It’s been a little over a year now …
That’s when I suggested taking profits in Apple (AAPL). The tech giant had just reported the most-profitable quarter of any company in history. Shares surged above $130 apiece.
However, the profit train was about to slow dramatically. After all, Apple receives more than two-thirds of its sales from its iPhone. And the company was not expected to launch a brand-new version of this best-selling product until late 2016.
Over the past 12 months, Apple saw its profits slow from over 30% annually to the mid-single digits. The stock is now trading at about $105 a share. If you followed my lead, you likely saved a lot of money.
In the same article, I said investors who are looking for dividends and growth should buy General Electric (GE) instead of Apple. The company was dirt-cheap and its dividend was nearly 4% at the time.
Since my call, GE is up nearly 25%.
GE is one of the largest companies in the world based on market cap. And after a major move like this, I would usually recommend taking profits.
However, the recent surge in GE is just the beginning. And I expect the stock to move much higher over the next few years.

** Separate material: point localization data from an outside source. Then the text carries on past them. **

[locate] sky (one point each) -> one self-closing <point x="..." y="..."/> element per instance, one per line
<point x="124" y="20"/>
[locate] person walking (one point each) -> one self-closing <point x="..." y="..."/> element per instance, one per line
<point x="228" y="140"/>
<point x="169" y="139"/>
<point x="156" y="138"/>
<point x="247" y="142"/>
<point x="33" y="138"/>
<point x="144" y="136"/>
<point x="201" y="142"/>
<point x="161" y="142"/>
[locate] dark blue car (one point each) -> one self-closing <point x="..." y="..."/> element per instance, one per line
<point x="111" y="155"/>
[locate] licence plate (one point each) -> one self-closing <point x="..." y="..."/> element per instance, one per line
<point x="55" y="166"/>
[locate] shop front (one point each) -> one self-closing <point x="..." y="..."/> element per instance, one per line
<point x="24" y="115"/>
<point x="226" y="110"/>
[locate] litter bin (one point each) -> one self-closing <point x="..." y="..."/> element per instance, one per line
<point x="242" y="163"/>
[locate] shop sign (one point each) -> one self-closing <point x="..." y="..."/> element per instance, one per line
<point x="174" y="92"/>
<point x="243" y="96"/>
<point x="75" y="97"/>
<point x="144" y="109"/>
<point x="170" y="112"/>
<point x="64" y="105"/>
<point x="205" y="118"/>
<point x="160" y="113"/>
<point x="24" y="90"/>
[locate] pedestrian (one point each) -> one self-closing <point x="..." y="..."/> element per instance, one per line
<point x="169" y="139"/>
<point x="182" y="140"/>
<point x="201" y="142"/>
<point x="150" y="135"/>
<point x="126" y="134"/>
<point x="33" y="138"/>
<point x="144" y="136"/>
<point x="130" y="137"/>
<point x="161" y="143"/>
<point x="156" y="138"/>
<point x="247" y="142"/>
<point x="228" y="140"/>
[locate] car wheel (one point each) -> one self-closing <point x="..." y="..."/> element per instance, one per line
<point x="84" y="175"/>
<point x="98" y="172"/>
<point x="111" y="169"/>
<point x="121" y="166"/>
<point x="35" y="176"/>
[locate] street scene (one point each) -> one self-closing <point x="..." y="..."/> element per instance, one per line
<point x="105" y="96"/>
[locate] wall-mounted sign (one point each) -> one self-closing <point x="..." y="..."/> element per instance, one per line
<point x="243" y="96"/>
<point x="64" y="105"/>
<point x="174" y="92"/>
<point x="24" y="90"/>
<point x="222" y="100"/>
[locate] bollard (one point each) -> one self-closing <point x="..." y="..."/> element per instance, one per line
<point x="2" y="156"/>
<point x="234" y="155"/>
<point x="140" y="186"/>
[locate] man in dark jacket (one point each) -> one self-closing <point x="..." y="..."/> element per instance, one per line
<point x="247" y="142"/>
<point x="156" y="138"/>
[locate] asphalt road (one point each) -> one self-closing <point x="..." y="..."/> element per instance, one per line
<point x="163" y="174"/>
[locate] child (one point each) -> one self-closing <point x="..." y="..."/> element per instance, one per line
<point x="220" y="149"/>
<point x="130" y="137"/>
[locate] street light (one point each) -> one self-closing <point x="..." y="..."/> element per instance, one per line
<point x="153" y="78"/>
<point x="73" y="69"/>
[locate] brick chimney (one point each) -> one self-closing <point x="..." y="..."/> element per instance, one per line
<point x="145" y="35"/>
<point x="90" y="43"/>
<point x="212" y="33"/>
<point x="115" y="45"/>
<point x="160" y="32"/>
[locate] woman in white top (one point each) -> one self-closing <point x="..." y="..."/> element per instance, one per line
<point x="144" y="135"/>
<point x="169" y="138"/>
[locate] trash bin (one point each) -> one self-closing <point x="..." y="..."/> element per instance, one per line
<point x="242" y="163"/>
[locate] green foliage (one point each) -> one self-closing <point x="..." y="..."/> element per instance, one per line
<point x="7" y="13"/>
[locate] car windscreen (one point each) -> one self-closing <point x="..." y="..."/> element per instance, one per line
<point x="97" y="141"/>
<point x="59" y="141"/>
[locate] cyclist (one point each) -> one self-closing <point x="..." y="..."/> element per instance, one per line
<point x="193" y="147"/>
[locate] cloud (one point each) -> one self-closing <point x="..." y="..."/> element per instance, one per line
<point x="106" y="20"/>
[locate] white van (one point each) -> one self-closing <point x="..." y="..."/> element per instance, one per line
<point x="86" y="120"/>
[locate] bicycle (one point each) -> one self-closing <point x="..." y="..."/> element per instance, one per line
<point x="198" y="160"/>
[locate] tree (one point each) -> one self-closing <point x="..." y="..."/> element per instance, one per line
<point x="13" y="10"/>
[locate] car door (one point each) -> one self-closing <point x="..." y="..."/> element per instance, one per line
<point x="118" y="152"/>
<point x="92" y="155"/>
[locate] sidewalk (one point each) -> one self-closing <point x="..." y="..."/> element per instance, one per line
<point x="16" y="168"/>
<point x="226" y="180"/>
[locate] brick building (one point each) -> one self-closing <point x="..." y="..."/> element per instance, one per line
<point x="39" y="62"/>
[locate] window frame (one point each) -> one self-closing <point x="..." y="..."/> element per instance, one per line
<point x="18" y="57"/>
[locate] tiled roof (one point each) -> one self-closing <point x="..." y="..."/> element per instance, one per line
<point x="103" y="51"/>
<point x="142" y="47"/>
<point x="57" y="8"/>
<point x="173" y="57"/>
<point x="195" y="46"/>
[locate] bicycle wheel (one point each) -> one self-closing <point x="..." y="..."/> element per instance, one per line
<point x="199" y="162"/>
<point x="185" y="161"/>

A few years ago, GE made a game-changing decision. The industrial leader decided to transform its entire business model. This was a model put in place decades ago by legendary business executive and former CEO Jack Welch.
The first step was to become the biggest player in the industrial Internet megatrend.
The industrial Internet is the placing of GPS sensors and wireless modules on billions of machines. This includes jet engines, wind turbines and medical equipment.
Products that GE manufactures.
These sensors send millions of data points to supercomputers. This data is then analyzed using special software (Big Data analytics) to help predict the future.
Soon, entire fleets of airplanes and trucks will send and receive data to help ensure they run smoothly…
Factory machines will send out alerts before breaking down, reducing maintenance costs and downtime…
Doctors will be able to download patient data in seconds, which can reduce misdiagnosis and increase the amount of patients doctors can treat. This will not only result in huge cost savings for healthcare companies and hospitals, but also save millions of lives…
GE predicts the industrial Internet could benefit sectors accounting for more than $30 trillion in economic activity. This is almost twice the size of the combined market cap of every company in the S&P 500 Index.
Management also announced plans to sell its huge financial services arm. This division is classified as “too-big-to-fail” by the government. That means it’s regulated by the Federal Reserve — making this division almost impossible to grow.
Thus far, these asset sales have already generated more than $120 billion.
To put this in perspective, this amount is larger than the market cap of industry leaders MasterCard (MA), Schlumberger (SLB), Altria (MO), Boeing (BA) and Walgreens (WBA). GE said it will return most of this cash to investors (in the form of dividends and buybacks) over the next four years.
By 2018, GE expects to generate 90% of its profits from industrial operations. That compares to 55% in 2013. This means GE will be a pure play on the multitrillion-dollar industrial Internet megatrend.
And this trend is still in its infancy!
GE is a cheap stock. The company also pays a large dividend (3%) and finally has a growth strategy that will generate huge profits for many years. That’s why I expect fund managers and large institutions to build positions in GE over the next six to 12 months.
For investors looking for growth and income, I suggest buying GE at current levels. The stock offers a safe yield and will grow earnings much faster than the overall markets.